Recent work using next-generation sequencing has found that O. formigenes colonizes both calcium oxalate kidney stone formers and non-stone-forming controls. This observation has led to the notion that O. formigenes alone may not be responsible for regulating oxalate degradation in the gut microbiota, but instead it may be part of a network of co-occurring bacterial taxa that modulate oxalate degradation together.

=== Secretagogues to promote intestinal oxalate dumping in kidney stone disease ===
It has been proposed that O. formigenes produces secretagogues that can stimulate oxalate transport in epithelial cells. While epithelial oxalate secretion has been shown in human cell lines and rodent models, it has not been confirmed in humans. Candidate bioactive molecules have been identified and tested in animal models.

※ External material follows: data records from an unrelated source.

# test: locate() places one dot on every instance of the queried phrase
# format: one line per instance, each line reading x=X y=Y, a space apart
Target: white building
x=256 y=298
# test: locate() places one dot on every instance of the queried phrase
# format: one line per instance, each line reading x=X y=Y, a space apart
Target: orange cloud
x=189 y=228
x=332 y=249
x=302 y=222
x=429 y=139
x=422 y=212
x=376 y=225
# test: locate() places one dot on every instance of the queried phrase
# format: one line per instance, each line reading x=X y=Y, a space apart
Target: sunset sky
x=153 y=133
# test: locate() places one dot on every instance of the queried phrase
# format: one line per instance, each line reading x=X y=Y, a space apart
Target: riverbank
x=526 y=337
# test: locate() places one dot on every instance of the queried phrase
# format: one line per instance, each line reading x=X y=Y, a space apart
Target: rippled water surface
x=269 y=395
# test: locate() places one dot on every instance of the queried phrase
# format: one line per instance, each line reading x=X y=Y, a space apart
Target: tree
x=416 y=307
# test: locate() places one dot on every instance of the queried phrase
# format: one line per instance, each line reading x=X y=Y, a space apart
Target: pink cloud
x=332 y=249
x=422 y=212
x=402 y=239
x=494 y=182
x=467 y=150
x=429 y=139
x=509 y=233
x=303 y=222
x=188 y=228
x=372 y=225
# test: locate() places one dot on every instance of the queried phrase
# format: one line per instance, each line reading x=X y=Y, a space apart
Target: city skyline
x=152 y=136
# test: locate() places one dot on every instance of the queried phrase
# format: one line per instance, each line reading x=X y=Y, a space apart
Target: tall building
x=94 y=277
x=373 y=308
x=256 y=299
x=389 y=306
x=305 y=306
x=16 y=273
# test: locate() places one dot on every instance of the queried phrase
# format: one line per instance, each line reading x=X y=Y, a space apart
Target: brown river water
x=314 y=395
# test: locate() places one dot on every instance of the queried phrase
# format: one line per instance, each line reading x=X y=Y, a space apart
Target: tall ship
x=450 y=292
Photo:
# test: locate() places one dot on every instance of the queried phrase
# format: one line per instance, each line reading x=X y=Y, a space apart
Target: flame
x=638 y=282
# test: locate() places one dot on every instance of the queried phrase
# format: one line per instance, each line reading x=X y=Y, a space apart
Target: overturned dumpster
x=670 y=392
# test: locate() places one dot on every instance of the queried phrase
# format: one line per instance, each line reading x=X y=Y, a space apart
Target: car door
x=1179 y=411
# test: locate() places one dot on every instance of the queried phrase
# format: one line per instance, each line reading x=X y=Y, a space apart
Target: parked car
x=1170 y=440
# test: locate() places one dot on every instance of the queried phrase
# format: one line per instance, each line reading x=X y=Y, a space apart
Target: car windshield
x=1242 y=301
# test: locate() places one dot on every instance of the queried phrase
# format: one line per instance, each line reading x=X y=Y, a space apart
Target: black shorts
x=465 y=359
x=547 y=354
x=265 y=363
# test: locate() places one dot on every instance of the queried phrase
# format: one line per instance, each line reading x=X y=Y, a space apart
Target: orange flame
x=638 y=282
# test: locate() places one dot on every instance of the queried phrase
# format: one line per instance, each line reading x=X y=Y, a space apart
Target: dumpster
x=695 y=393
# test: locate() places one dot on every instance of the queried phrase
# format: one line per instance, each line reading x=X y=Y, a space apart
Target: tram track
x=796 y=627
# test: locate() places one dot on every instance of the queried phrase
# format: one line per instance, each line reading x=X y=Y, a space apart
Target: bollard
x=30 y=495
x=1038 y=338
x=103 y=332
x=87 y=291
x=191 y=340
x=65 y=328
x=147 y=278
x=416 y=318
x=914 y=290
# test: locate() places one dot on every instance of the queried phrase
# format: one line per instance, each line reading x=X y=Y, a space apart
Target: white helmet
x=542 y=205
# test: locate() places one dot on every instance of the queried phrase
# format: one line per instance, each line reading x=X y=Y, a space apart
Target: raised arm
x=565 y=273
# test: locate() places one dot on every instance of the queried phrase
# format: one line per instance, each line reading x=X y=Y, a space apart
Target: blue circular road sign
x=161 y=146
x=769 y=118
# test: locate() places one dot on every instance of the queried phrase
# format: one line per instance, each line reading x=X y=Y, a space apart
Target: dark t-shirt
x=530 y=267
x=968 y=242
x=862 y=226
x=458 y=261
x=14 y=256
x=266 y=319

=== O. formigenes as a therapeutic for primary hyperoxaluria ===
In a small study, oral supplementation with O. formigenes HC-1 along with a loading dose of oxalate resulted in reduced oxalate excretion during the 6 h immediately following ingestion. Multiple clinical trials in populations with primary hyperoxaluria have demonstrated that O. formigenes supplementation is safe and well tolerated but data are mixed on the capability of O. formigenes to establish in hosts and reduce urinary and plasma concentrations of oxalate.